We’ve come to learn that barbering is an artform in and of itself. Ray DeCandia, owner of True North Barbershop, is a true craftsman of the trade who’s highlighting other Downtown Phoenix artists in a barbershop that blends tradition and creativity.
Tell our readers a little bit about you and how you came to own True North Barbershop.
I’m a Navy veteran and served from 2002 to 2010. Shortly after I got out of the military, I moved back to Arizona and fell into barbering. I worked at a great Tempe barbershop for 3.5 years, but always knew I wanted to open up my own place. I’m really inspired by other shops and other people’s work, and just felt like it was time to take that inspiration and create something of my own.
Speaking of inspiration, your vision behind True North Barbershop is an interesting one. What makes it unique from other shops around the Valley?

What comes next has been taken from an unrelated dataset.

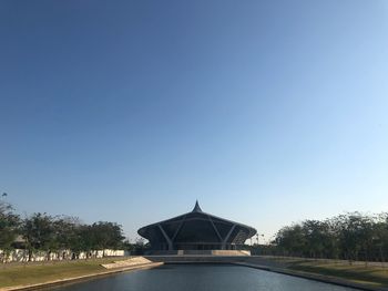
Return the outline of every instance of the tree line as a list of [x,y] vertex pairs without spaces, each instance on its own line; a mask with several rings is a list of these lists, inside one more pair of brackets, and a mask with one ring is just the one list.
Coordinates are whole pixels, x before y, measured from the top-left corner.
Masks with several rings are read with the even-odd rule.
[[[98,221],[82,224],[69,216],[51,216],[35,212],[21,218],[12,206],[0,200],[0,250],[3,260],[17,248],[27,250],[28,260],[37,252],[44,252],[48,260],[51,254],[65,258],[63,250],[69,250],[72,259],[84,252],[86,258],[92,251],[105,249],[127,249],[122,226],[116,222]],[[104,253],[103,253],[104,256]]]
[[273,254],[386,261],[388,214],[350,212],[325,220],[304,220],[282,228]]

We’re a very classic barbershop with a modern twist in that we focus on traditional haircuts – like pompadours, flat tops and executive contours – but we’re in a contemporary location. These traditional cuts will never go away, no matter how much the trends with men’s hair change. They’ll always be around.
What made you choose Roosevelt Row as the place to open up your own shop?

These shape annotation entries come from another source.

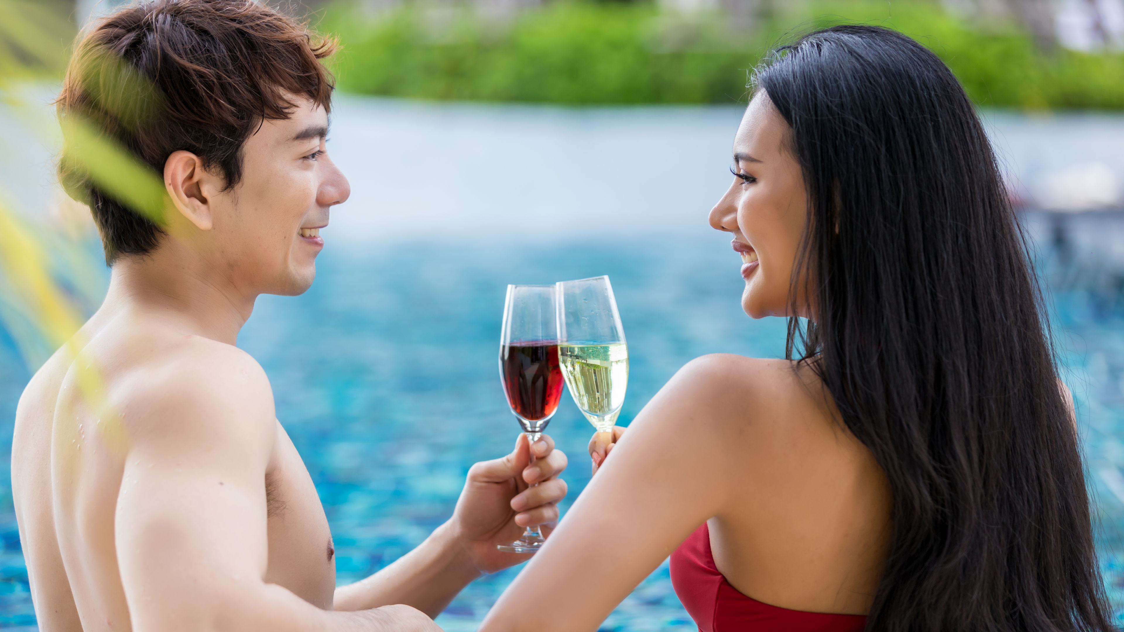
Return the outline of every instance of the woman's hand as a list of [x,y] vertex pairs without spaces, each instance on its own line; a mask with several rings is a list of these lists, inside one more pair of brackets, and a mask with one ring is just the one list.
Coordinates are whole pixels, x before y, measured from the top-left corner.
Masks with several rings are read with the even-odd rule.
[[613,426],[613,432],[593,433],[593,439],[589,440],[589,457],[593,460],[593,473],[605,464],[605,459],[609,458],[609,452],[613,452],[626,430],[628,428],[624,426]]

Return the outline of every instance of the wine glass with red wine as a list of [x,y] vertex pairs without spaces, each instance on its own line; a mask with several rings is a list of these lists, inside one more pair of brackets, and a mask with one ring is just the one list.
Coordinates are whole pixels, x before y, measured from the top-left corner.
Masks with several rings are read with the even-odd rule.
[[[508,286],[499,340],[499,377],[507,404],[533,445],[558,410],[562,397],[554,286]],[[534,462],[535,455],[531,455]],[[537,526],[501,551],[534,553],[545,540]]]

I’ve always wanted to open a shop down here. I used to live near the area and always thought it was a really cool place. It’s amazing to see how it’s evolving and it seems like the perfect area for my type of barbershop.

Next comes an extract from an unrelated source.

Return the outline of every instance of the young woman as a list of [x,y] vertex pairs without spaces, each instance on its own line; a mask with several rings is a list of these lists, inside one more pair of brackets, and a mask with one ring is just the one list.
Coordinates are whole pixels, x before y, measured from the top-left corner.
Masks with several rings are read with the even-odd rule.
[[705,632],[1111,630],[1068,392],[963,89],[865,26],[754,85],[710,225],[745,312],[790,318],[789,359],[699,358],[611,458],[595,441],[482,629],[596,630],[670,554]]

We know you’re a big supporter of local artists. Was the decision to incorporate artistic touches in the shop’s design a deliberate one on your part?
Yes. I’ve always loved tattoo art, especially. So I hired tattoo artists and buddies of mine to create pieces for my walls – Evan Barry of Crawling Squid Tattoo and Ethan Apodaca, who goes by @docundead on Instagram. The window work was crafted by a local pinstriper and sign painter. My girlfriend, Andrea Jackson, does cool woodwork that she stains with coffee grinds.
She created two pieces in True North, including an Alice Cooper image and the logo on my wall. It’s not necessarily local focused, but we’ll also have an Art-o-Mat, which is kind of like a cigarette dispenser-type thing for art created by a guy named Clark Whittington. It comes loaded with different pieces of art from people around the country.